Aim and significance. The purpose of this project is to tackle the above problem by

developing autonomous learning methods where physical system properties are incorporated in flexible black-box models such as deep learning networks, in a reliable and modularized way.

We believe that by enforcing a model to maintain basic physical relationships such as conservation laws, e.g. mass and energy balances, the model behaviour becomes much more predictable and realistic also in operating regions where training data are scarce. For example, for a paper machine the produced amount of paper should correspond to the material fed into the machine. However, we intend to go one step beyond this notion (that closely relates to classical gray-box modeling), in that algorithms should also be able to automatically detect and infer such fundamental relationships.

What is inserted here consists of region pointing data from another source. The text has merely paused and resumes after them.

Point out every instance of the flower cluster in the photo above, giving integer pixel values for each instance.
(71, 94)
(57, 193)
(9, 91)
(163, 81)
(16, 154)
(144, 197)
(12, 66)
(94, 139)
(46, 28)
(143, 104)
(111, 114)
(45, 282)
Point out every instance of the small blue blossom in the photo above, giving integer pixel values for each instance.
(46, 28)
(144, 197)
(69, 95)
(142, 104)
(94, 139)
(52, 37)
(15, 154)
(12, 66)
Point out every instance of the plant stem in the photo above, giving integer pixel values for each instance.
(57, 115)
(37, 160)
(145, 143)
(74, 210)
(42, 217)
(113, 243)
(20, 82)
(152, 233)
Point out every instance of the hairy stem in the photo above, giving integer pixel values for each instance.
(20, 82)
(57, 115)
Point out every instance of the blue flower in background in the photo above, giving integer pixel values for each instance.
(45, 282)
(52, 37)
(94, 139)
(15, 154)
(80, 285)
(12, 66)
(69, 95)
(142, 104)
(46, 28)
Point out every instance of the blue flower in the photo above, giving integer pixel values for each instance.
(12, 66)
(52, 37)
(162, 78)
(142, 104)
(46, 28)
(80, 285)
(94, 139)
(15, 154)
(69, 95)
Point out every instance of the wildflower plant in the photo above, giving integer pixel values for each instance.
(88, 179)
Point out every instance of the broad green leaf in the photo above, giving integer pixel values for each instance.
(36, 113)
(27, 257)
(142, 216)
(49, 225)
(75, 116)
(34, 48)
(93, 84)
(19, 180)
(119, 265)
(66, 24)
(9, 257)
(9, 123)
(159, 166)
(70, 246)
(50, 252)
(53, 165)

From a user’s perspective, the interpretability of the model this offers will be important when it comes to building confidence in a model.

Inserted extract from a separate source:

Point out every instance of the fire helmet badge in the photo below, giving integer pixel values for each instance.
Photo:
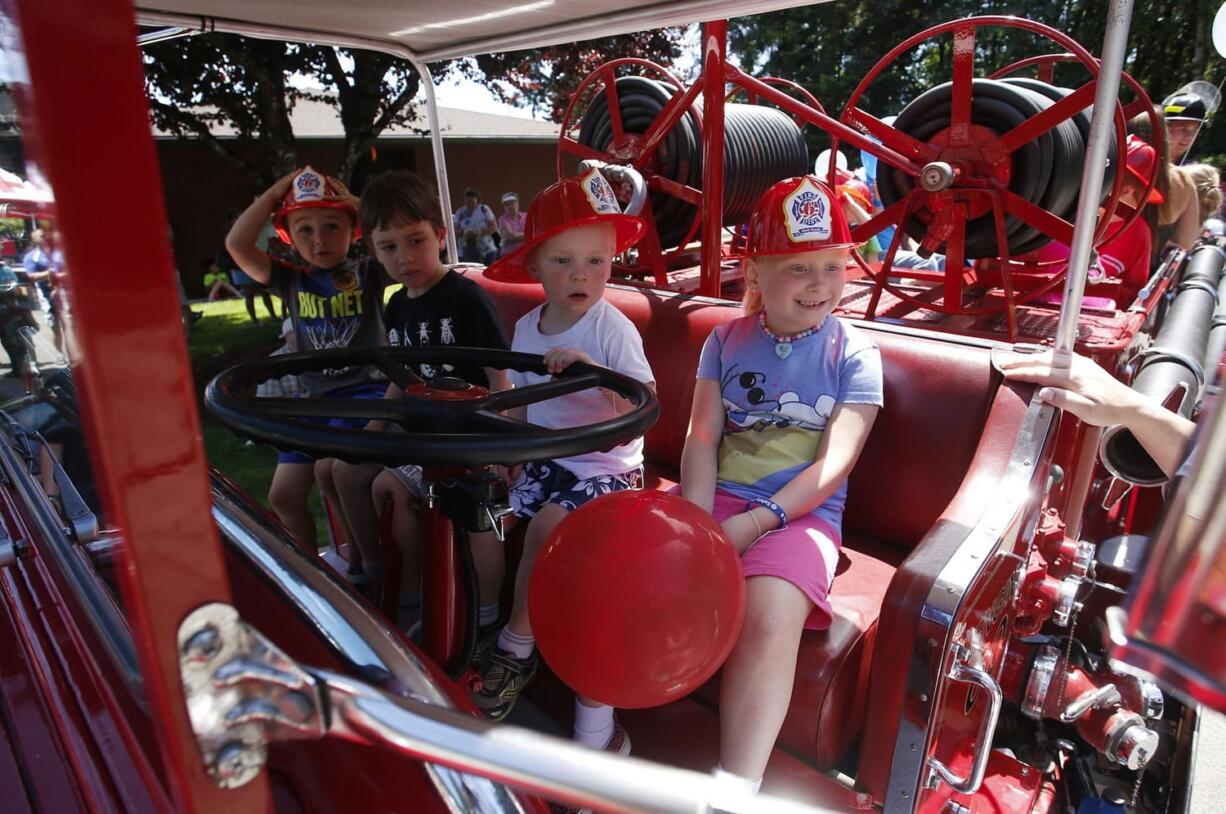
(600, 194)
(807, 213)
(308, 186)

At the same time, the strengths of the new types of (machine-learning) black-box algorithms that are emerging should be acknowledged and exploited. Clearly these methods are able to extract complex nonlinear relationships and this ability should be used to model remaining constitutive relationships.

A third important tenet in the research programme we outline below is that such a learning framework should be modular. Physical processes typically consist of interconnected units”, each one equipped with various sensors and actuators, effectively forming an interconnected system. For example, a paper machine can be split into wet-end, press section and drying section. For each unit there are often some well known fundamental physical laws that govern the overall process behaviour but the more precise process characteristics is usually very complicated and not easy to derive from physics. Returning to the paper machine, both the impact of the press- and drying sections on the paper quality are very difficult to model. To benefit from this type of structural and physical knowledge while at the same time allowing model flexibility to account for complex nonlinearities, one is led to a module based modeling framework where each module can be subject to physical laws but with otherwise rich flexibility.

In summary, with such a framework available the resources required for employing advanced control can be significantly reduced. In particular, the autonomy means less demands on high-skilled (read PhDs) personnel and also allows for much easier maintenance. Above we have used process industry as example, but we believe such a framework will be highly beneficial in many industrial applications where model based control is used, e.g. robotics and vehicle technology.

Technical devices integrating physical systems with sensing, actuation, computation and communication, offers fantastic opportunities for society. Challenges in this context are robustness and adaptability. Estimating models of dynamic systems from observed data is known as system identification. The area is highly interdisciplinary, incorporating theory from many areas, and a wide spectrum of applications. The many facets of system identification necessitate expert intervention. This bottleneck threatens the development outlined above. With a team of internationally leading researchers from KTH and LiU, we target two of the core areas of the field from the perspective that algorithms should produce reliable models without human intervention. The overarching aim is thus to “unleash the algorithms”. More specifically we target structured systems and address:

1. Convex algorithms for parameter estimation, based on an idea of how to link iterative, prediction error and subspace methods together such that favorable properties are inherited from all domains.

2. Analysis tools, allowing explicit insights into how sensors and excitation properties influence estimation accuracy.

## Project funding and duration

This project is funded by the Swedish Research Council with duration 2016–2019.